La famiglia di origini e fedi socialiste era decisamente antifascista. Quella casa era diventata una casa di latitanza come si definivano allora quelle che ospitavano i resistenti. I Rossi vennero spiati e alla fine scoperti. Una squadra nazista, con postazione a San Girolamo, poco lontano, arrivò a casa Rossi prima delle sei del mattino del 20 aprile del 1945. Stava albeggiando e si doveva iniziare il lavoro nei campi. C’era anche un gruppo di mongoli, i più spietati. Perquisirono la casa, minacciarono e picchiarono il papà e il figlio Adriano. Poi portarono mamma, papà, Adriano e Bruna (il fratello più grande, Leotelmo, non era in casa e figurava tra i lavoratori del campo) a San Girolamo, assieme ad altri due prigionieri, Catellani e Bigliardi.

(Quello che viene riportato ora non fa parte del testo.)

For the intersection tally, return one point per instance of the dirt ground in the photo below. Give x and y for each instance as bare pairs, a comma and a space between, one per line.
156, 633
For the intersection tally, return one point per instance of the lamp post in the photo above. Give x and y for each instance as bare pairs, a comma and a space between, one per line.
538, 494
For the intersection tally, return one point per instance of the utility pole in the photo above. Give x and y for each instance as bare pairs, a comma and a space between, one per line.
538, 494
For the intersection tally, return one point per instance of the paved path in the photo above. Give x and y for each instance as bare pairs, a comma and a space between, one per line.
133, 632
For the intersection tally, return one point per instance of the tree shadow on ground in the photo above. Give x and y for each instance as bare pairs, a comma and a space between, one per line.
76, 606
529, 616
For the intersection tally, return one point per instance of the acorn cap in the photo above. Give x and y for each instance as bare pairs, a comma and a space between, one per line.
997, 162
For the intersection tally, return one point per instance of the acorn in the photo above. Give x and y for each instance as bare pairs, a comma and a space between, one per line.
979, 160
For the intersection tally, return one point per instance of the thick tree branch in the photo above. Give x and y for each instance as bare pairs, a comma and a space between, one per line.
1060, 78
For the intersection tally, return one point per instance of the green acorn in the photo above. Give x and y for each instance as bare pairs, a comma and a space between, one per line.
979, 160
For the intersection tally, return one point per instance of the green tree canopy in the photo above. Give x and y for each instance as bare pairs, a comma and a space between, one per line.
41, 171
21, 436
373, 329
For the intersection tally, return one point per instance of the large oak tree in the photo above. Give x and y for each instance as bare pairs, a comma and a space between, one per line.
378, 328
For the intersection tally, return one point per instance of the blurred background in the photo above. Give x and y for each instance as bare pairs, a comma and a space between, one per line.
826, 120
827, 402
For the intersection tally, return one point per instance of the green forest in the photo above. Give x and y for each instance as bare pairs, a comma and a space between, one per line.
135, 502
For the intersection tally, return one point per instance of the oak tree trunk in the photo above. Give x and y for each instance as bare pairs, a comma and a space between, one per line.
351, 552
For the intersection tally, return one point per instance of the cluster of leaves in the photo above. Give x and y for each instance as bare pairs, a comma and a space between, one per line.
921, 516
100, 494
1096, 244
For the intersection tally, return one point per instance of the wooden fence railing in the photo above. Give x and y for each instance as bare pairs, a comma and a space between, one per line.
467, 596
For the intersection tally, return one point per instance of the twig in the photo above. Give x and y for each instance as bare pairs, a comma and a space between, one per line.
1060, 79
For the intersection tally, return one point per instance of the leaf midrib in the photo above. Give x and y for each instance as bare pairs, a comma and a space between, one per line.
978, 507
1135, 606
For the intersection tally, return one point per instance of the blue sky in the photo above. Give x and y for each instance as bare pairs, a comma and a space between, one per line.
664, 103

Dopo due giorni di interrogazioni in cui non si presagiva la tragedia imminente, anche a causa dell’annunciato arrivo degli alleati e dei partigiani, nella notte del 23 aprile, si decise lo sterminio. Vennero prelevati i primi tre, papà Giuseppe, il figlio Adriano e Catellani. Era notte, una notte veramente buia e senza stelle. I fucili luccicavano e facevano presagire un destino segnato. Papà Giuseppe diede un colpo sulla spalla al figlio. Era il segnale di fuga. Adriano si mise a correre da un lato e Giuseppe dall’altro, con Catellani. I nazisti cominciarono a sparare. Adriano si salvò accartocciandosi dentro un fosso, Giuseppe e l’altro vennero colpiti e feriti.

I nazisti si avvicinarono poi a papà Giuseppe e lo finirono a colpi di pistola in testa. Catellani riuscì a darsi per morto, scampando. A quel punto, per non correre il rischio che qualcun altro potesse fuggire, si decise per l’uso della pistola e per l’eliminazione individuale. I nazisti entrarono nel casolare a mo’ di cella, presero uno a uno gli altri prigionieri e li finirono con un colpo in testa. Cominciarono con la diciottenne Bruna, mentre la mamma urlava la sua disperazione, poi fu la volta di mamma Ines e dell’altro prigioniero. La figlia diciottenne ammazzata di fronte alla mamma. La peggiore delle crudeltà.

Le grida furono udite anche da Adriano che era poco lontano, ancora accucciato nel fosso. Era la fine. Perché gli assassini dovevano fare in fretta. Stavano arrivando i liberaratori. Bruno e il fratellino Gianni erano a casa. Col fratellone Leotelmo. Li raggiungerà poco dopo anche Adriano. Quatto fratelli senza papà, mamma e sorella. Con un futuro davanti e un dramma di proporzioni enormi che avvelenava il loro animo. E lo avrebbe segnato per sempre.

Quando arrivarono i partigiani e gli americani, quando si festeggiò la libertà con cortei e comizi, tutti erano in festa, meno loro, che poche ore prima avevano perso la metà della loro famiglia. Sterminata solo perché stava arrivando l’ora della vittoria. I fratelli, Bruno in testa, l’unico che si dedicherà alla politica militando nel PSI come papà Giuseppe, parleranno poco di quella tragedia. Come se fosse un segreto da tenere gelosamente custodito. Forse perché nessuno avrebbe potuto capire fino in fondo il loro atroce, immenso dolore. Un tributo altissimo di sangue, quello della famiglia Rossi, una famiglia socialista, da ricordare con un coinvolgimento emotivo che a Guastalla ha inumidito gli occhi di tutti. E da non dimenticare.